I was looking at a competitor of mines landing page, and I ended up finding that his main tracking url and his landing page are both hosted on servers named : 1.compute.amazonaws.com
Now as far as I know amazonaws is a cdn service, so how could he host an entire tracking platform, i believe it was cpvlab that he used on a cdn? Am i missing something? I find his lander a lot more professional so I think hes doing something a bit better than me but im trying to replicate his hosting and system but I dont understand how both can be hosted on 1.compute.amazonaws.com...
Thanks!
http://www.labnol.org/internet/web-h...azon-s3/18742/
Sounds like he's probably hosting with Amazon's EC2 - it's their cloud computing service.
I wouldn't recommend following his example unless you have a lot of money to throw at their higher-end offerings - the base EC2 VPSes are pretty terrible for I/O, which is key for tracking.
If he's got a lot of money to throw around he might be using something like Redshift, but even so I suspect there are more economical ways to achieve the same goal.
If you tune EC2 servers they can handle huge volume quite well.
There was a thread on the forums from kalel where he hired a russian sys admin to tweak his amazon server and nearly doubled the ROI.
Interesting! What EC2 server was that based on? I know their high-I/O offerings are very good, it's just the smaller EC2 instances that aren't so hot.

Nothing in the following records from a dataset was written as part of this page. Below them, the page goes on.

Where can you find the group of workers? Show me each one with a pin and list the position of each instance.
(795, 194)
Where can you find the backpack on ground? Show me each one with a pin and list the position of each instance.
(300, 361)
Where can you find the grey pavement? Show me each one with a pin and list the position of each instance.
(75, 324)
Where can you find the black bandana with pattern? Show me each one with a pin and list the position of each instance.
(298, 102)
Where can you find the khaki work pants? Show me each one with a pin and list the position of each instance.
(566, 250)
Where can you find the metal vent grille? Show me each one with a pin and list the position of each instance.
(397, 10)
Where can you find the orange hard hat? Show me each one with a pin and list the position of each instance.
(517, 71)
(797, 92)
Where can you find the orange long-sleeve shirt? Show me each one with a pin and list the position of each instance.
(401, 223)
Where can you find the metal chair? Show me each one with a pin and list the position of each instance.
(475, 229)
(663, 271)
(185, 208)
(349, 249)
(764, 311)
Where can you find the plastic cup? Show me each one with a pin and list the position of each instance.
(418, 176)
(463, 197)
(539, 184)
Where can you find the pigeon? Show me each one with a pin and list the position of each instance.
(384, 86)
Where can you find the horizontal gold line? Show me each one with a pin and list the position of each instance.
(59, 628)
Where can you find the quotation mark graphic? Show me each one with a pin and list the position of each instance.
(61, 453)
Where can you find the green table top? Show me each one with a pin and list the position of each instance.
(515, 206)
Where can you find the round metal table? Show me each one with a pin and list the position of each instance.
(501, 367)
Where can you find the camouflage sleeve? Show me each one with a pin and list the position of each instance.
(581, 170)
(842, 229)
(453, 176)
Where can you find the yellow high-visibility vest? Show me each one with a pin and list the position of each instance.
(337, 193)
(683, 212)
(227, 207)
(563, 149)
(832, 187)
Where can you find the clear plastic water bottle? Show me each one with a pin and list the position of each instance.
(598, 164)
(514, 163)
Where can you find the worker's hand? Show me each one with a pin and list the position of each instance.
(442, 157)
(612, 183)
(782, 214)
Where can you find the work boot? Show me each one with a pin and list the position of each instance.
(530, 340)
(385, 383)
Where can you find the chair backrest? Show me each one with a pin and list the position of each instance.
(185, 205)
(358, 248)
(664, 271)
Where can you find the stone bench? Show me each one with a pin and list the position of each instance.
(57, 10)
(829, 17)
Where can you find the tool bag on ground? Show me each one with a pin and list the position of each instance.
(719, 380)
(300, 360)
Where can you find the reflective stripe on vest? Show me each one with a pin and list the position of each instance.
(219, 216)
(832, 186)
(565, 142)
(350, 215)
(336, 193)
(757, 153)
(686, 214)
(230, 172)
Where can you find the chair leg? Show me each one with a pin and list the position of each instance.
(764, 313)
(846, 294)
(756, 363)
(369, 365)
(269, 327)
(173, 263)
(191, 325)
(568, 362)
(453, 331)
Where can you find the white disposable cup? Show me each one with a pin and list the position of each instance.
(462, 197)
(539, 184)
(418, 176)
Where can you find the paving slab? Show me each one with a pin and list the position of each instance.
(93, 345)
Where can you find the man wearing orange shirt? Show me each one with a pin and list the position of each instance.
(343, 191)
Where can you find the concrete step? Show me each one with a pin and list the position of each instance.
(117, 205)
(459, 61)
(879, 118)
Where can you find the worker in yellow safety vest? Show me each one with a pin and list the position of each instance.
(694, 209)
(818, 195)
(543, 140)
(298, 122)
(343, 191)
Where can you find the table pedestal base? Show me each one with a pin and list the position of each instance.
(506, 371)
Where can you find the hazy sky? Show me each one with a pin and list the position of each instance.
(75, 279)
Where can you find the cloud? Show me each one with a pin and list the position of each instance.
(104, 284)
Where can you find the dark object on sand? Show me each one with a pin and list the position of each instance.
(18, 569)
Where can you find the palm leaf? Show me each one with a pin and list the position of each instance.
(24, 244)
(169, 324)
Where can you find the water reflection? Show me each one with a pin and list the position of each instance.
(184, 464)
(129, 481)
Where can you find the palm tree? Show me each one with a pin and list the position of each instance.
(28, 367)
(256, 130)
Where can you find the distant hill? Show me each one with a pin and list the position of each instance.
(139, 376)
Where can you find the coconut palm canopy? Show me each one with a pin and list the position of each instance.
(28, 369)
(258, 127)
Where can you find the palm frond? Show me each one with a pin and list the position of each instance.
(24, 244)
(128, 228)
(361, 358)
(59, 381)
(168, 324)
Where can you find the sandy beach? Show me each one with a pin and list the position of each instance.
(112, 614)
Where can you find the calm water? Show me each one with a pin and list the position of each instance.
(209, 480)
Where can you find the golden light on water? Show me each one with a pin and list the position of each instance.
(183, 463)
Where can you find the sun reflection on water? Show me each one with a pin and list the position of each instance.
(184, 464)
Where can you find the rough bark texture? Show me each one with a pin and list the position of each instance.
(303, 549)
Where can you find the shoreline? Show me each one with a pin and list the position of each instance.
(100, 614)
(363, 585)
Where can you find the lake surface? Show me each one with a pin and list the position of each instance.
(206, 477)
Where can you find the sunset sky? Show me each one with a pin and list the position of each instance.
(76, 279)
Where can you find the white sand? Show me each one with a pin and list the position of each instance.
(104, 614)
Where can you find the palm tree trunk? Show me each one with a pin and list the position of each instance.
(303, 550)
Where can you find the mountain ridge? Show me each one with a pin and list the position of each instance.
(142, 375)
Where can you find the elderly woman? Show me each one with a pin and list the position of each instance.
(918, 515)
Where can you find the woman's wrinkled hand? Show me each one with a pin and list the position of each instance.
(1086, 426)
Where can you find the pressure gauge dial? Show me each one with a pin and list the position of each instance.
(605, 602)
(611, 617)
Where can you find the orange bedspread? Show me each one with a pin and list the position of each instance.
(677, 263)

The managed Tracking202 ClickServer service is on AWS using EC2, RDS, ELB etc. Hint: Use Provisioned IOPS (http://aws.amazon.com/about-aws/what...or-amazon-ebs/) It's not cheap, but it pays off when you are dealing with millions of clicks a day.
Like bbrock32 said, a tuned server can make a huge difference. I've been tweaking my setup over the past year.
You can get more power/performance for the same price if you go with a dedicated server, however the flexibility plusand ability to scale on demand is why I'm still on AWS.
For example, when one of my servers fails I don't even bother trying to fix it since I have fully configured images (AMI) that can be up and running in mins. So I just dump that server and load a new one. I can do this because at any point in time I have 2-3 ClickServers running behind a load balancer.
You can also purchase just the right amount of servers for your current load and autoscale when server load goes up.
Another plus is the ability to geographically place servers everywhere and using latency based routing to serve redirects from the nearest servers. A lot of you use CDNs but that only works for static files (js,css,images,video) this is good for landing page stuff.
If you want really fast redirects, you need to have your tracking server close to your traffic/clicks. It gets a little complex since the database lookup becomes the bottleneck because it's hosted in a central location and pulling data and writing data to it is slow. With fancy caching, message queues and workers that problem can be solved.
Hopefully this has been helpful and points you in the right direction
That's amazon BeanStalk "php" deployment setup on Amazon AWS.
Fascinating stuff, thanks!
I'd heard the higher-end Amazon data services are pretty damn kick-ass. Nice to get some confirmation on that - I've not had a chance to use them myself.
All the rest of your points - yeah, this is totally why I'd love to run tracking on AWS. The flexibility, the geolocation... Pity it's only their high-end stuff that has high enough performance.